Macaroons, Swedish Princess Cake, and… hemp-flavoured bread? These days a simple Victoria sponge won’t cut it. Home baking is enjoying a comeback, and it’s largely thanks to The Great British Bake-off (GBBO), which has proved so popular since its launch in 2010 that it has expanded from six to 10 episodes a series (with the sixth series broadcast this summer), while inspiring copycat versions of the show in a variety of countries, including the USA, Australia, Ireland and France.

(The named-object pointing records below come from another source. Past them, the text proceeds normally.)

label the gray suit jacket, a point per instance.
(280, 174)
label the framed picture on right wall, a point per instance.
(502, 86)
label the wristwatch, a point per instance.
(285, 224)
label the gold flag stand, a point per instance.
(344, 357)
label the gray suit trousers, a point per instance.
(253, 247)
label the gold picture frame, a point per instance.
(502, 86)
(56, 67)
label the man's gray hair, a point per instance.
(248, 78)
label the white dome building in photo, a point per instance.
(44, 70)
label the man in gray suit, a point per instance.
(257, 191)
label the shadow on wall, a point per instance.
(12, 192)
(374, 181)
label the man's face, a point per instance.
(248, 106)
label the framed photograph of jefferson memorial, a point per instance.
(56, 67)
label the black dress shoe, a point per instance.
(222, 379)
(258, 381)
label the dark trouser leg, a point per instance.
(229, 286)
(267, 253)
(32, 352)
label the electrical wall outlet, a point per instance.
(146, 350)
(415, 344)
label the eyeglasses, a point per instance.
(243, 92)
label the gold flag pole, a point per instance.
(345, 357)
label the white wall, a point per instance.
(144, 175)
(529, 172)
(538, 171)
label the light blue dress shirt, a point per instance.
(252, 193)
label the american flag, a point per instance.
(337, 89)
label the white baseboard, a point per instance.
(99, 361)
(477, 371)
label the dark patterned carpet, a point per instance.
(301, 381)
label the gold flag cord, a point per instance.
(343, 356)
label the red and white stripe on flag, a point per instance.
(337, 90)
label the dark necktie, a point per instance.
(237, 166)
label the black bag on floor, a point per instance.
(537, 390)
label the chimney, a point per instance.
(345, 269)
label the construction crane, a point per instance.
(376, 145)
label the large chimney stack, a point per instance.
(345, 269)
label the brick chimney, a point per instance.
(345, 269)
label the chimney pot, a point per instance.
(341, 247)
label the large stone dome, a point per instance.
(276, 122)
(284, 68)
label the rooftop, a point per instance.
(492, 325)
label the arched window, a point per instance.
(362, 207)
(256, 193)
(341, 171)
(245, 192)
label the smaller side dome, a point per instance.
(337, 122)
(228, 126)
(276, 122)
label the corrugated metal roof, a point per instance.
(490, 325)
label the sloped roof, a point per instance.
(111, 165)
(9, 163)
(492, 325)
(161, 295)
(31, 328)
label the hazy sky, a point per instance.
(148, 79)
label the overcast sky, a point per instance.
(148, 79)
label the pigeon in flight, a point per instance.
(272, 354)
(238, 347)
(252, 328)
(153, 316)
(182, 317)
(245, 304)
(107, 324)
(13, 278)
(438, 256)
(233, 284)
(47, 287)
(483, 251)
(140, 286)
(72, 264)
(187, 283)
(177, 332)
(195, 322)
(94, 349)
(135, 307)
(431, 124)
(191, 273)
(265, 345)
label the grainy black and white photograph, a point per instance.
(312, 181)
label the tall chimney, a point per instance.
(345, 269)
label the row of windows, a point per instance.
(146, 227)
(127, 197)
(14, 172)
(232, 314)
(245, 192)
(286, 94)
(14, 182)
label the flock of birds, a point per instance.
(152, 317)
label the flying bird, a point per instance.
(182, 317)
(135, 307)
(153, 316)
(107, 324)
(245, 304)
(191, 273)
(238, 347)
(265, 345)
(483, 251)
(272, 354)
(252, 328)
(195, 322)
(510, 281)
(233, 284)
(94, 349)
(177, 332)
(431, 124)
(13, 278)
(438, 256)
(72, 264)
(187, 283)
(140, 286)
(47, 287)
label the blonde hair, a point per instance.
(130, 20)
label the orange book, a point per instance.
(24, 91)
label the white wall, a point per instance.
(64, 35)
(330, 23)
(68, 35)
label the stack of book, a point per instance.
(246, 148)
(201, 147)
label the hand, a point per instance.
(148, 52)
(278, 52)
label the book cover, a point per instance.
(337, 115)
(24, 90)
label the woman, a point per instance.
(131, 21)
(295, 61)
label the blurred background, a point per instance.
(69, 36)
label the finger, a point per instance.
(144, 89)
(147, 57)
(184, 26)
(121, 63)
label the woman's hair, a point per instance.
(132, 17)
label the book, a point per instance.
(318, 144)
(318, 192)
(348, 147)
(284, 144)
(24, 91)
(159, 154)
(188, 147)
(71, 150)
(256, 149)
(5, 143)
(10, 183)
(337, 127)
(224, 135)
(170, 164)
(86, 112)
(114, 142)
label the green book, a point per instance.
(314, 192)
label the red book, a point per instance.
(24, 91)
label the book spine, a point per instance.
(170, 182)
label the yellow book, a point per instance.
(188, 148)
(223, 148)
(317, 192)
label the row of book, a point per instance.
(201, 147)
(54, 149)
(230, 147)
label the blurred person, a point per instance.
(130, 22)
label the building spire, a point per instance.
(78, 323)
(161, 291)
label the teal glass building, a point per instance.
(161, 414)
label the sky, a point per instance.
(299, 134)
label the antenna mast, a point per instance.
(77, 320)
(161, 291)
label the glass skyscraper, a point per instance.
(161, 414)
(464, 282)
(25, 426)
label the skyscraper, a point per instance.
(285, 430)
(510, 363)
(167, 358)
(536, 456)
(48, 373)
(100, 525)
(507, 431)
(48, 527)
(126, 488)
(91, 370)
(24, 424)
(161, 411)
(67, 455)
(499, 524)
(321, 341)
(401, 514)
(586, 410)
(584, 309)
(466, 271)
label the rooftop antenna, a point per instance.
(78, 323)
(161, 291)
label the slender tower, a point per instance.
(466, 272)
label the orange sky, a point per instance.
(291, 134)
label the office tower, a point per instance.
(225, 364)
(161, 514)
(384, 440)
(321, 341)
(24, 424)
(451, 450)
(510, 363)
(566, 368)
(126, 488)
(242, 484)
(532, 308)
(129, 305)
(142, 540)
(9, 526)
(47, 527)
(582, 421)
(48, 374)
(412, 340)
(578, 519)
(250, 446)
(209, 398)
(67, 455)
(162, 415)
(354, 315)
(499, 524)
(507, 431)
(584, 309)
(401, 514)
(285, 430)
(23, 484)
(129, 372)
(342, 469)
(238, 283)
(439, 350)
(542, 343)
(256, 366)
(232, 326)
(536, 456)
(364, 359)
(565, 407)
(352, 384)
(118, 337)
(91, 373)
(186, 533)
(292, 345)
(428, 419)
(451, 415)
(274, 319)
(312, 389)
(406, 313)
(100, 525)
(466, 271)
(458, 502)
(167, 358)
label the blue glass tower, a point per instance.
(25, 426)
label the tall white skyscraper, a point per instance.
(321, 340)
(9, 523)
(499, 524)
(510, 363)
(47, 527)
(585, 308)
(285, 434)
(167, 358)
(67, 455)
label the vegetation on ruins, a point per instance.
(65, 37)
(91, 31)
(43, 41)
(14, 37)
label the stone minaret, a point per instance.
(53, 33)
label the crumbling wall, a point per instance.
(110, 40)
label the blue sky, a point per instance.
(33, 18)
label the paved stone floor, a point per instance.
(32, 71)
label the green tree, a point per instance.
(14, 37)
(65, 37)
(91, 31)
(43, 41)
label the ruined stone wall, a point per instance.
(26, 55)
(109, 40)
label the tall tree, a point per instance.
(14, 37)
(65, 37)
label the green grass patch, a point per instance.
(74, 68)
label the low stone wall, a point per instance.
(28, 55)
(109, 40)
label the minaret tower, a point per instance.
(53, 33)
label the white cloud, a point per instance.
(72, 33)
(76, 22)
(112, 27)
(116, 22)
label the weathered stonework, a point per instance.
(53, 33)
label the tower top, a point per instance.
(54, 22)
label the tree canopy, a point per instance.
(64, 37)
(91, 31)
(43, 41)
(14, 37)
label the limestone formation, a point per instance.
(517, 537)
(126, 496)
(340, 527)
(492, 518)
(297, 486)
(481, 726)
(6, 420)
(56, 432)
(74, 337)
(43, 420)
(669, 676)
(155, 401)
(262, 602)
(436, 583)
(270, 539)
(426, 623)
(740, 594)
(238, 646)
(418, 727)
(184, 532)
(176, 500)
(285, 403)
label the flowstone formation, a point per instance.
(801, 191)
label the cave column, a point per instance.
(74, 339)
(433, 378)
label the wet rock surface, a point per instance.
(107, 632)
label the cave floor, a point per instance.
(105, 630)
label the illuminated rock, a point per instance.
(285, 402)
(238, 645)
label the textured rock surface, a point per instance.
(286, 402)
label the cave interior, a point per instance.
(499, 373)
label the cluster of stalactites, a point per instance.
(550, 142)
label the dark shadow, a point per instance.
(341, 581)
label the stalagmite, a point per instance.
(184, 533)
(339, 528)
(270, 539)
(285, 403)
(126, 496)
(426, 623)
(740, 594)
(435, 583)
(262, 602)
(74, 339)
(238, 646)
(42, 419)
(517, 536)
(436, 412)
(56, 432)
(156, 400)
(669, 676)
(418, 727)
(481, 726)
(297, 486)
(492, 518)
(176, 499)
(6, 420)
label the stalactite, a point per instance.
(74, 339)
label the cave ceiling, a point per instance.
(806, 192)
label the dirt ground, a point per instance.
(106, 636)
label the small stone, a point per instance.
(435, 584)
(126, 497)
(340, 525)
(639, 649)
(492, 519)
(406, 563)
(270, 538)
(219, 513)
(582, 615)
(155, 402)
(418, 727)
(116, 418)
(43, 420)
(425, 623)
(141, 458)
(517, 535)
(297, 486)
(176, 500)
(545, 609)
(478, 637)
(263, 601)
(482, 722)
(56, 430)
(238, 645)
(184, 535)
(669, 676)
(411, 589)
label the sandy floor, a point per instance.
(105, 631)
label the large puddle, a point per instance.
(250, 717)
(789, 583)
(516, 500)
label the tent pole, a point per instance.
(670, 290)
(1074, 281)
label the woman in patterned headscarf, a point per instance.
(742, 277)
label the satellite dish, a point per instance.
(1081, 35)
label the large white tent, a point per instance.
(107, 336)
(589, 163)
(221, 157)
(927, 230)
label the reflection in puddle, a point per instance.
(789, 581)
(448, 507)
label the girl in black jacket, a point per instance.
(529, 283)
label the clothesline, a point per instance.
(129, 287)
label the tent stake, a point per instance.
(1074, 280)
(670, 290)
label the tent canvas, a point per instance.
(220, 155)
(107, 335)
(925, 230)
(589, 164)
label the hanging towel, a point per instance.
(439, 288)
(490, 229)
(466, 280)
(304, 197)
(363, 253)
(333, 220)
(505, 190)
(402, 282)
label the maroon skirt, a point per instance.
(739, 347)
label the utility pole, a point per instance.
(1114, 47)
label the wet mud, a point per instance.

Despite an abundance of gingham cloth and its sweet-natured contestants, GBBO has been the cause of much drama among my circle of colleagues. This is due to our nail-biting sweepstake, and our weekly debates about who will be crowned ‘Star Baker’ of the next episode, and who will be forced to leave the competition. Our debates would be significantly less heated were there a way to use a contestant's performance in the most recent episode to predict their performance the following week. So, using data from previous series, and Bayesian statistical methods, I set out to discover whether past performance has any bearing on future performance.

The data
The show’s format is as follows: a ‘baker’s dozen’ of amateurs make three different sets of treats during each episode, according to a particular baking theme, such as cakes, bread, pastry, etc. By the end of each episode, two professional judges (in the UK, the delightful Paul Hollywood and Mary Berry) decide who has baked best during the show and thus should be crowned Star Baker (gleaning no other credit but honour), and who has baked the most poorly and should be eliminated from the competition. In the final episode of each series, three bakers are left compete to be the overall winner and take home a pretty useless yet awe-inspiring glass plaque.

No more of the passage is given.